Hiroshi Yamada (山田 宏, Yamada Hiroshi) is a Japanese politician of the Liberal Democratic Party who is serving as a member of the House of Councillors. He is a former member of the House of Representatives and was the inaugural Secretary-General of the Party for Future Generations, an opposition party formed in August 2014.

== Early life ==
Yamada is a graduate of Kyoto University (with a major in law).

== Political career ==
In April 2010 Yamada became chairman of the Spirit of Japan Party, which he founded for the Upper House election, with Hiroshi Nakada, the former mayor of Yokohama, and Hiroshi Saitō, the former governor of Yamagata.

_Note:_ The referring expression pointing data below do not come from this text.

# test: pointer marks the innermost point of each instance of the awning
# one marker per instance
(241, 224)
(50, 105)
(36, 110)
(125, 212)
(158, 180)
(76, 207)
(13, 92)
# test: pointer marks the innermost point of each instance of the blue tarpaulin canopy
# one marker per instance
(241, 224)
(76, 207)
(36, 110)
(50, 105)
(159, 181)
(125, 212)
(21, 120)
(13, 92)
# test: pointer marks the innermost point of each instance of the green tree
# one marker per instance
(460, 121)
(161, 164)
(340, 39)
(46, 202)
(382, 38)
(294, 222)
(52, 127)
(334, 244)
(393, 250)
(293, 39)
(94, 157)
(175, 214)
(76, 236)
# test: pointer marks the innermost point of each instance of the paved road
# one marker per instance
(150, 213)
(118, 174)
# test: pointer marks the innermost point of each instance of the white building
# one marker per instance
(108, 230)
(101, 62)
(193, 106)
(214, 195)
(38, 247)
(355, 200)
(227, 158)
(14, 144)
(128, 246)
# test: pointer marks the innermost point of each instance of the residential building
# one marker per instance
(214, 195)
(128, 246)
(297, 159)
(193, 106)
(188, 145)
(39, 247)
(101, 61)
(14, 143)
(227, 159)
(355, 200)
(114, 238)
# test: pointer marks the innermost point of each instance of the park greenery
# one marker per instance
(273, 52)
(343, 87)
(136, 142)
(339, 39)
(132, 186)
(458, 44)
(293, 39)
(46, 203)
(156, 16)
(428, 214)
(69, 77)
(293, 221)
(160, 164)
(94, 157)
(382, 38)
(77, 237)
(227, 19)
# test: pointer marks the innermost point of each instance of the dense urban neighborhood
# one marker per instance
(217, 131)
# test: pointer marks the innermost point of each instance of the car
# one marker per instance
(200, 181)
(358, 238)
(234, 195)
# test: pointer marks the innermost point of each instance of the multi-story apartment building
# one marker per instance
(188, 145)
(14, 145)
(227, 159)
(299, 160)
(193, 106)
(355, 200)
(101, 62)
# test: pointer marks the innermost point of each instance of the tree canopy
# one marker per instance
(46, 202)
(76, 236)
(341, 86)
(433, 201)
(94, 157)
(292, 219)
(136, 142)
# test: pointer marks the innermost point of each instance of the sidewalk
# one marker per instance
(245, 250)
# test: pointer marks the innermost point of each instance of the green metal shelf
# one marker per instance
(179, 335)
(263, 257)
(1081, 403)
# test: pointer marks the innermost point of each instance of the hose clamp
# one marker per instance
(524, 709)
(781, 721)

The party won a few seats at the prefectural and municipal level in the regional elections in 2011, and broke up in the fall of 2012 to join the Japan Restoration Party of the former governor of Tokyo Shintaro Ishihara, and later joined his Party for Future Generations.

Yamada lost his seat in the Diet in the December 2014 general election. In September 2015 it was announced that he would contest the 2016 House of Councillors election as a member of the Liberal Democratic Party.

Like Ishihara, Yamada is affiliated to the openly revisionist lobby Nippon Kaigi. He often gives lectures to local branches of the organization.